Ha con sé anche una scatola di cioccolatini: è per una sua amica, che è al piano di sopra. Aveva dieci anni quando è entrata nell’istituto, per non uscirne più. La accompagniamo in questa visita; è emozionata, Lidia, quando le chiede con ironia: “Mi riconosci?”. Nel suo “Sì, sei Lidia”, tutta la gioia di quell’incontro inaspettato. Accoglie il piccolo dono con un sorriso che dice più di mille parole. Le lasciamo un po’ raccontarsi. In quella stanza c’è anche un’altra ragazza che non ha mai lasciato l’istituto dal suo ingresso; ci raccontano che è arrivata molto piccola, non vedente, muta e sorda. Il Santa Caterina l’ha accolta e accudita. Nonostante i tanti cambiamenti che l’Istituto ha subito, chi non ha trovato un suo posto nel mondo è rimasto.
Lungo i corridoi, osservando il mare che è a due passi, Lidia si lascia andare a una confidenza: “Questa è stata la mia famiglia, quando sono tornata a casa dai miei, non vedevo l’ora di andarmene. Non li conoscevo, non mi conoscevano. Infatti dopo soli sei mesi io e il mio compagno abbiamo deciso di sposarci”.
Ma cos’è diventato oggi il Santa Caterina?
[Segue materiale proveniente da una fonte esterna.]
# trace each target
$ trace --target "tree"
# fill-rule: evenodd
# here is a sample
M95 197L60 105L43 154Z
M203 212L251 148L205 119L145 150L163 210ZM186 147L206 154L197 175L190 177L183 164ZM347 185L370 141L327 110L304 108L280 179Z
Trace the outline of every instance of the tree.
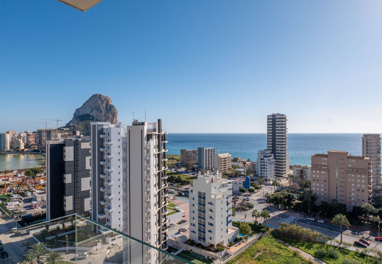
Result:
M264 210L264 211L261 212L261 216L264 218L264 222L265 224L265 225L267 225L267 220L270 217L270 214L269 213L269 211L267 210Z
M40 256L44 255L47 252L46 244L40 242L34 244L32 246L32 251L39 258Z
M304 190L310 189L311 184L310 180L303 180L301 182L301 187Z
M346 216L342 214L338 214L334 216L332 220L332 224L340 227L340 233L341 234L340 243L342 243L342 227L346 227L349 228L350 223L346 217Z
M369 203L361 203L359 206L362 208L365 214L365 221L367 219L367 223L369 223L369 217L371 214L377 212L377 210L372 205Z
M62 253L57 251L51 251L45 258L45 261L49 264L57 264L64 259Z
M259 182L259 184L260 185L261 189L261 185L262 184L262 183L264 182L265 180L265 179L262 177L261 177L257 179L257 182Z
M20 262L21 264L37 264L37 256L32 250L29 250L23 257L24 259Z
M251 234L251 227L248 224L241 223L240 224L240 227L239 229L240 233L243 236L248 235Z
M176 188L176 190L178 191L178 195L179 195L179 188L180 188L180 184L178 183L176 184L175 185L175 187Z
M260 213L256 209L252 210L252 217L254 217L255 221L257 222L257 217L260 217Z

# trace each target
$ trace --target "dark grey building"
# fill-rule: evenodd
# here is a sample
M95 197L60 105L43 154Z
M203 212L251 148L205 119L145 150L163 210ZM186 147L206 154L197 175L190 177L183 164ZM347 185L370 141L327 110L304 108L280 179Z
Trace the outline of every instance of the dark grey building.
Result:
M89 212L90 143L84 138L47 141L47 219Z

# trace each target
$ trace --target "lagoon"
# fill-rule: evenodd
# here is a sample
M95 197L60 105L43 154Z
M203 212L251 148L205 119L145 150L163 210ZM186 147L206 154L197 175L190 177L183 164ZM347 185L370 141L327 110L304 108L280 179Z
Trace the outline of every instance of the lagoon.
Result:
M0 171L40 167L45 164L45 156L41 154L0 155Z

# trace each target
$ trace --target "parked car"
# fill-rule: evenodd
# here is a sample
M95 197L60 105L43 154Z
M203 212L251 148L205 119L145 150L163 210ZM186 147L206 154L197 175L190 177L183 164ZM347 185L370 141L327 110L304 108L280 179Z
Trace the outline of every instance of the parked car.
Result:
M84 259L87 258L89 254L86 252L83 252L77 254L77 258L78 259Z
M362 243L363 243L364 244L366 244L366 245L367 245L368 246L370 246L370 241L368 241L366 240L366 239L363 239L363 238L361 238L359 240L358 240L358 241L359 241L359 242L362 242Z
M356 246L362 246L363 248L367 248L367 246L363 243L359 242L359 241L357 241L356 240L354 241L354 245Z
M117 243L113 243L112 244L110 244L110 245L109 246L109 247L110 248L116 248L119 246L119 244Z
Lo scopriamo con la direttrice
amministrativa Teresa Turzio e con la coordinatrice residenziale Stefania Formisano; con noi anche Clara, una dipendente, che aveva una sorella con la polio ricoverata al Santa Caterina.
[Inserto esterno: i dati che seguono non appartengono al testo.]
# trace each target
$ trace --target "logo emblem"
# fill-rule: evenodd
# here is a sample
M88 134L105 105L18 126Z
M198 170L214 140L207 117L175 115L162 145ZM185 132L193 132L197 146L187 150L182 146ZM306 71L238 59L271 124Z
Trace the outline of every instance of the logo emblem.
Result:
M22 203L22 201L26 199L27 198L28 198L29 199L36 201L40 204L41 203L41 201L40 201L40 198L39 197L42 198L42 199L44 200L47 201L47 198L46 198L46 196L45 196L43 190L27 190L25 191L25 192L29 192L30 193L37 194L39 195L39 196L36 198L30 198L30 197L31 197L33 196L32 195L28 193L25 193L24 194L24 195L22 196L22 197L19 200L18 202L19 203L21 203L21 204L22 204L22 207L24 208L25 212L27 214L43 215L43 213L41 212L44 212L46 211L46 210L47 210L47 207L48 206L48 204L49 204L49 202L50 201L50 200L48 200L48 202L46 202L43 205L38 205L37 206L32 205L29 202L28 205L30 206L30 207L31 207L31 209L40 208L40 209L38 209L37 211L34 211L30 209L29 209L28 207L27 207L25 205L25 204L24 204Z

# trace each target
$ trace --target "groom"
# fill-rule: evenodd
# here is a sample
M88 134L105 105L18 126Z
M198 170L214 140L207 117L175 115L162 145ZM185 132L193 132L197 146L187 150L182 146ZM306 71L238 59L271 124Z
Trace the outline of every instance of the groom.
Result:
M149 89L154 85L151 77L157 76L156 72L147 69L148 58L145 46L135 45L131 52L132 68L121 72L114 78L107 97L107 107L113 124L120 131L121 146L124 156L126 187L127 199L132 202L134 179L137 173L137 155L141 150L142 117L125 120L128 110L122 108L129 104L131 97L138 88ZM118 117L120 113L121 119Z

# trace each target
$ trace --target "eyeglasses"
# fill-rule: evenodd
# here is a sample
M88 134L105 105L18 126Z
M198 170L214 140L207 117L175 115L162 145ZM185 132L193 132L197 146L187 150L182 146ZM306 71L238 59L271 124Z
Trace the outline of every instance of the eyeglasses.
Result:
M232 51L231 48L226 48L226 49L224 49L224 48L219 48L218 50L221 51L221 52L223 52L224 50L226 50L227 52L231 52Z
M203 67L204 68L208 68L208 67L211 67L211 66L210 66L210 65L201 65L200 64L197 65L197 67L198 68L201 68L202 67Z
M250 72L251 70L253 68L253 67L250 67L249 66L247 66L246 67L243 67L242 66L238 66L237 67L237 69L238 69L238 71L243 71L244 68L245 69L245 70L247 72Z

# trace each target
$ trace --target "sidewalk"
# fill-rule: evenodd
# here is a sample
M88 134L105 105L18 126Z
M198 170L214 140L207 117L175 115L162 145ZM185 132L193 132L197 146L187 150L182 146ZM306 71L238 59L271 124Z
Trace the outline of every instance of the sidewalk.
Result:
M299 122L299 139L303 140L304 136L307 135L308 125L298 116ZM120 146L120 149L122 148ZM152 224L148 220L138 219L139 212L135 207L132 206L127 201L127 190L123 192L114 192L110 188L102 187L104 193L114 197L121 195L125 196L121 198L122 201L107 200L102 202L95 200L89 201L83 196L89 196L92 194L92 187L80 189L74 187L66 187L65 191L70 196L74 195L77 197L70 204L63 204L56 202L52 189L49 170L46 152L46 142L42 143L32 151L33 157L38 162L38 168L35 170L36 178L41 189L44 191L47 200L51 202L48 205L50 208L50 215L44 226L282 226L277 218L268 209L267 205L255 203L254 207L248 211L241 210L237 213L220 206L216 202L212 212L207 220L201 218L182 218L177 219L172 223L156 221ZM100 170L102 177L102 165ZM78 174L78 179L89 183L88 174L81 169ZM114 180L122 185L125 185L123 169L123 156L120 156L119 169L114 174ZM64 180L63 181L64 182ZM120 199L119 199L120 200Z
“Quando la malattia è stata debellata grazie al vaccino” – ci raccontano – “l’Istituto inizia ad accogliere, nella seconda metà degli anni Ottanta, persone down, tetraplegiche, epilettiche, grazie a una convenzione stipulata con la Asl di Chieti, trasformandosi in Centro riabilitativo extraospedaliero territoriale. Nel 1996 il Santa Caterina diventa una Fondazione, il cui Consiglio Direttivo è attualmente presieduto da Lucia Masciarelli.
“Oggi ci occupiamo soprattutto di riabilitazione” ci spiegano. “Nel nostro reparto abbiamo 53 posti letto disponibili. L’attività si rivolge a persone di ogni età con disabilità transitorie o permanenti, come rottura di femore, protesi e altro. Oltre alle due ragazze con la polio, sono rimasti qui anche dieci pazienti epilettici e down. Gli spazi sono stati rimodulati sulla base delle nuove esigenze: al piano terra ci sono gli ambulatori per esterni, come quello di logopedia, c’è una palestra per adulti e bambini, la chiesa e gli uffici amministrativi”. Proprio in questi spazi, ci dicono, c’era la camera di Maddalena Agresti: lei viveva con le ragazze così come alcuni operatori, ed è morta in istituto. Al primo piano c’è la degenza, il secondo piano ha la stessa finalità, ma al momento non ci sono ricoverati; infine, c’è una panoramica terrazza.
È il momento dei saluti. Lidia lascia l’istituto insieme a noi e vuole aggiungere una foto al suo album dei ricordi: uno scatto che la ritrae all’ingresso dell’istituto con l’attuale direttrice amministrativa. Nel congedarci, torniamo a guardare il mare, da sempre nello sguardo di Lidia, una donna che ha saputo affrontare le burrasche e il sereno sempre al timone della sua vita.